There are, nonetheless, ways to react against such contemporary commodification of architecture, in the field of aesthetics and beyond it.

As far as aesthetics is concerned, a case can be made – even in architecture – for an utterly different idea of beauty, somehow along the lines of the Japanese wabi sabi. In contrast to the pervasiveness of the aforementioned flawlessness, cleanness, transparency and smoothness, in wabi sabi – as is known – the beautiful is something opaque, rough, not geometrically perfect, and also closely connected with the patina, the passage of time. For instance, the kintsugi – the traditional technique of repairing broken pottery with lacquer mixed with powdered gold – perfectly conveys the idea of a humble beauty made of imperfections and restorations, but also the idea of time as a value. Therefore, the metaphor of kintsugi in architecture and design is useful also inasmuch as it implies an idea of recycling, reuse, re-assemblage of materials, artefacts and spaces that are too easily discarded due to the contemporary imperatives of novelty and perfection at any cost.

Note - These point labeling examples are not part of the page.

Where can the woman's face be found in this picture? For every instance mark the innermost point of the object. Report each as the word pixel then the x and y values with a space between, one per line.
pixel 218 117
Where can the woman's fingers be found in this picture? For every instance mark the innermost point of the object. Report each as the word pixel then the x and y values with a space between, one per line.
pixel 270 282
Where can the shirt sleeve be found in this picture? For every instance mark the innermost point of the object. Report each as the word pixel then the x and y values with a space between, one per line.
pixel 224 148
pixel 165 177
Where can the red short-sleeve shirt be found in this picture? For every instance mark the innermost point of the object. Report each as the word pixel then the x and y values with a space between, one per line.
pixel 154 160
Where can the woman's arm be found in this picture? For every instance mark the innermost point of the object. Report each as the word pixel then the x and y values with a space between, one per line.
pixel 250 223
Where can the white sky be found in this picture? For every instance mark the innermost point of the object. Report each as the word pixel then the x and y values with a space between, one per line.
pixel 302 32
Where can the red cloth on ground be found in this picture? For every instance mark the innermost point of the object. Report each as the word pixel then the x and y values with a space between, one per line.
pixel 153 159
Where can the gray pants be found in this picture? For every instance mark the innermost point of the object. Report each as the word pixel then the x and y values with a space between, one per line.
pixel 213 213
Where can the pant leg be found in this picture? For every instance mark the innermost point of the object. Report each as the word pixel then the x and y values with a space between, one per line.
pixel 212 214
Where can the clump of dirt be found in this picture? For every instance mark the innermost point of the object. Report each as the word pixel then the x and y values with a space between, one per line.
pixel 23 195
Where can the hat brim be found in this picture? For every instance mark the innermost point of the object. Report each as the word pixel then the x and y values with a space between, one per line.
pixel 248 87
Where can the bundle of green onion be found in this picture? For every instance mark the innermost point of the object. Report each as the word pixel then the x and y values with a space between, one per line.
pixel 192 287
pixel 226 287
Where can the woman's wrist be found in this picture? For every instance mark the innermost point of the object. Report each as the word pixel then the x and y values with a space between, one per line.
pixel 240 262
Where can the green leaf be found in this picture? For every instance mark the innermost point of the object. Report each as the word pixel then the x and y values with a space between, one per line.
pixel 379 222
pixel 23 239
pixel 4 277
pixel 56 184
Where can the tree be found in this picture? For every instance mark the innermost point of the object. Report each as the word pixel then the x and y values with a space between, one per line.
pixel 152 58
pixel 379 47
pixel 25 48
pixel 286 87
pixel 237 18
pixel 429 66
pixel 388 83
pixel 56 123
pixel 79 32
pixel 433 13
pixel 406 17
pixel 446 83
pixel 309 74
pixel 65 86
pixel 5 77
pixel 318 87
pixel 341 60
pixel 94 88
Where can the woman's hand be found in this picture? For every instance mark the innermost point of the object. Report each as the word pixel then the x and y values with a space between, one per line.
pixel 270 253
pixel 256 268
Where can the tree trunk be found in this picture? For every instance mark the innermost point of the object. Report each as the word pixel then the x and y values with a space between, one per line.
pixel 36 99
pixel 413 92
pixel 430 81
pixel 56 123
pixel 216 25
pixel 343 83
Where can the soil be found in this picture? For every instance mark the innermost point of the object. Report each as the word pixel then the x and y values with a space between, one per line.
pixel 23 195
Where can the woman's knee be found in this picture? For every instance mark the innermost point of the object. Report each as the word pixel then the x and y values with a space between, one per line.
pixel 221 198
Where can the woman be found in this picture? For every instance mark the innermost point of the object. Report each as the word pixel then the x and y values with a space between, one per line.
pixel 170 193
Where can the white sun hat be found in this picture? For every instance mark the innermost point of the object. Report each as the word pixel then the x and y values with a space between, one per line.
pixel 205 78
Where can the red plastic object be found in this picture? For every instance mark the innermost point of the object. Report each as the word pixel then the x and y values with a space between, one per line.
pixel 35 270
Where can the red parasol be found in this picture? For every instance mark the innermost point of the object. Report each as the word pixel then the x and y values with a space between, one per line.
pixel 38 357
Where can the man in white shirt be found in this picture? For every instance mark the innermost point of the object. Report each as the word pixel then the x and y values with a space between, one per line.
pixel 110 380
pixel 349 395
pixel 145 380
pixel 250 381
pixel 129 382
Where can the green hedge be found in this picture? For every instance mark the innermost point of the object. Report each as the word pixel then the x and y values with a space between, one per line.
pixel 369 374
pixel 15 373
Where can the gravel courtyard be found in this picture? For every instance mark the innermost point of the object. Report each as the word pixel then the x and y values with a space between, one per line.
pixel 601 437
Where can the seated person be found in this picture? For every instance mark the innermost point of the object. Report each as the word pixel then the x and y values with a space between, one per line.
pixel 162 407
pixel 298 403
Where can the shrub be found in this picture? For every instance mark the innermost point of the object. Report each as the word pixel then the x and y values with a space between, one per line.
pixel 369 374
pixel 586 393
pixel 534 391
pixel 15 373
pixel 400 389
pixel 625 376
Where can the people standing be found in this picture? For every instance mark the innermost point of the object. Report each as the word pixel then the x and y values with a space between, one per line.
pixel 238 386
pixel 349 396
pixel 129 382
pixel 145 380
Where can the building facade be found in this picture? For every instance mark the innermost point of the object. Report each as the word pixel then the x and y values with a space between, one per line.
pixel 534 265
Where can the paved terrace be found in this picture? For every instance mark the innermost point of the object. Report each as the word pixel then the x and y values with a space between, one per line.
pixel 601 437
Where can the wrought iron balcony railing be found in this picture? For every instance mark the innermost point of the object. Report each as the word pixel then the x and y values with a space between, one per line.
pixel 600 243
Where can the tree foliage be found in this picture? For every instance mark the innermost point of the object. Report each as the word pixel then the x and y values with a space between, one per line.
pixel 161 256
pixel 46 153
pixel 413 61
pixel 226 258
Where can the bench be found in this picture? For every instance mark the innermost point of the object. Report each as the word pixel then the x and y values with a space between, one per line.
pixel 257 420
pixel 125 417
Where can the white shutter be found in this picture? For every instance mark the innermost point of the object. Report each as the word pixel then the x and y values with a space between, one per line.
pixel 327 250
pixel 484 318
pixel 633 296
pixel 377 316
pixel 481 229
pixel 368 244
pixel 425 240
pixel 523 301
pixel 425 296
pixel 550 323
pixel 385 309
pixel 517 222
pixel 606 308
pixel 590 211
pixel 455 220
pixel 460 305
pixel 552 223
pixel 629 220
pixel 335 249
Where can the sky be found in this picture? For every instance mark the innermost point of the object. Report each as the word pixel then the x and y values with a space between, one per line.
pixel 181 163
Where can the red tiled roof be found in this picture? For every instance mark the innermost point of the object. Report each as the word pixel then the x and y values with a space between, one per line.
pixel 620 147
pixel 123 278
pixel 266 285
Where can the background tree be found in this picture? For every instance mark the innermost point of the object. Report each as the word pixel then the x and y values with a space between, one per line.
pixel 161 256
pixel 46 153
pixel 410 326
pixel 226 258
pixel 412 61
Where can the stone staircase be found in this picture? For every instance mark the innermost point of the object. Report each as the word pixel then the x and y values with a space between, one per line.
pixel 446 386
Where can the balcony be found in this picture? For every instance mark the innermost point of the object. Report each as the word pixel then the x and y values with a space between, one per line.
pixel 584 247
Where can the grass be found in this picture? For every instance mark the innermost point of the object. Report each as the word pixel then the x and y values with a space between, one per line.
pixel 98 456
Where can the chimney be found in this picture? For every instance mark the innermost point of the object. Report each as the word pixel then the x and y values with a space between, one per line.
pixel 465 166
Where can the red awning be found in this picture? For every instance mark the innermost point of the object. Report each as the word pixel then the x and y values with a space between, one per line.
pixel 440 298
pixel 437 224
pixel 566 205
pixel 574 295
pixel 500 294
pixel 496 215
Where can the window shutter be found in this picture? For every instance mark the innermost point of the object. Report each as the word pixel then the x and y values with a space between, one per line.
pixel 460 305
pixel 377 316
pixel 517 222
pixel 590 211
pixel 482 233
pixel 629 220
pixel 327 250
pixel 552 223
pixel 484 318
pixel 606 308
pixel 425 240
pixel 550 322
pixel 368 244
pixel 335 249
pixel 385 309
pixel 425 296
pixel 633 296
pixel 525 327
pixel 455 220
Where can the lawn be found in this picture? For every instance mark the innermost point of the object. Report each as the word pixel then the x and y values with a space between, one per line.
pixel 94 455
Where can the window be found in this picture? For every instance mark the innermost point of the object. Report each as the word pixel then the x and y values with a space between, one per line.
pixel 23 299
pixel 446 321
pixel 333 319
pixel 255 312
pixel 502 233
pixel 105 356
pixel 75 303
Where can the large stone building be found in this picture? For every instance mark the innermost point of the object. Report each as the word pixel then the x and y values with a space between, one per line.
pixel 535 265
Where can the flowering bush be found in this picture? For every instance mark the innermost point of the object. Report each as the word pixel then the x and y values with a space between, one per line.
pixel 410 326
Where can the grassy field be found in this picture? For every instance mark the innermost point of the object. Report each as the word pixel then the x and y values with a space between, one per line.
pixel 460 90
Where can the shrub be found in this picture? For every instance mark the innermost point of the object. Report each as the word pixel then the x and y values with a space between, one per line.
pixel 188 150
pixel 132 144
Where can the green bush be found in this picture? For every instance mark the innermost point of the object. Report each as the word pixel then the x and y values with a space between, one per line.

However, another form of reaction – arguably more powerful – lies in the ability to go “beyond” aesthetics. It is commonplace to say that the aspiration of almost every architect is to make the world a “better” place through the design of “better” buildings; the problem, though, lies in what we exactly mean by “better place”. As it has been pointed out, the field of architecture is still dominated by the idea of the artistic genius, also combined with the authority of scientific reason: this explains the great focus put on both aesthetics and technique, usually considered as the primary measures of architectural success. Obviously, it is not about abandoning these measures, but about integrating them with many others, thus expanding the idea of what a “better place” really means. In this regard, Awan, Schneider and Till write: «our skepticism concerning the efficacy of architectural beauty as a medium for the greater good does not imply the corollary of the promotion of ugliness. Instead, it comes from a belief that beauty has been used too often as an excuse to retreat from some of the more contested areas of contemporary life […]. To argue that there is not direct, causal, link between beauty and happiness, or at a wider level between aesthetics and ethics, is not to argue for the dismissal of the role of aesthetics and tectonics, but to more realistically understand the role they play in the context of a much wider set of social conditions to which architecture contributes». This, in fact, implies revaluating the social and environmental dimensions of architecture, that are just as crucial as the creative and technical ones. Therefore, the processes that take place within building and urban spaces, and the socio-environmental and political consequences of architectural and spatial production must become worthier of attention than the buildings themselves.

Both within aesthetics and beyond it, a struggle must be fought for a radically different vision of architectural and urban design, less concerned with the pursuit of seductive power, and more aware of their social and environmental agency.